Looking at the reality show taking place in the boardroom at Viacom and Sumner Redstone’s National Amusements, analyst Tom Eagan of Telsey Advisory Group says he expects changes in Viacom’s board, which could lead to CEO Philippe Dauman being replaced.
Dauman is battling Redstone and his daughter Shari Redstone for control of a media empire including Viacom and CBS worth $40 billion.
“While Viacom’s recent results were disappointing, we believe the stock is oversold,” said Eagan, who rated Viacom stock as Outperform.
“Should [Sumner Redstone’s] Trust or R[edstone’s holding company, National Amusements] be successful in replacing CEO Dauman, we believe the Street would reward Viacom with a multiple closer in-line with its peers.” Eagan said in a research report.
Who might replace Dauman? Egan suggests former 21st Century Fox COO Chase Carey and former Disney COO Tom Staggs.
Viacom stock has been hovering near lows because of declining ratings and ad revenue.
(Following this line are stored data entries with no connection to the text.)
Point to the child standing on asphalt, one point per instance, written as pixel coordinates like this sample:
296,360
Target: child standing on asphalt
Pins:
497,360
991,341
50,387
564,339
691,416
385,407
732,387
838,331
Dauman in April said Viacom would sell a stake in Paramount Pictures. Sumner Redstone has said he opposes the sale.
Eagan says the stake sale is still likely.
“While Mr. Redstone has stated his opposition to the sale of a stake in Paramount, he might not be able to halt it. The Board has approved the stake sale and CEO Phillippe Dauman has indicated that the sale could close by end-of-June,” Eagan said. “We don't believe that Mr. Redstone (or the Trust) is in a position to replace enough Board members to reverse this decision by June.”
Eagan estimates the sale would generate more than $1B in proceeds enabling Viacom to lower its debt leverage to its 2.75x target by 4Q16 (September 2016). The company would be able to both invest in the business and resume share repurchases.
Eagan also says that if Redstone ousts Dauman, a merger with CBS is unlikely.
He expects status quo at CBS, which is prospering under CEO Les Moonves.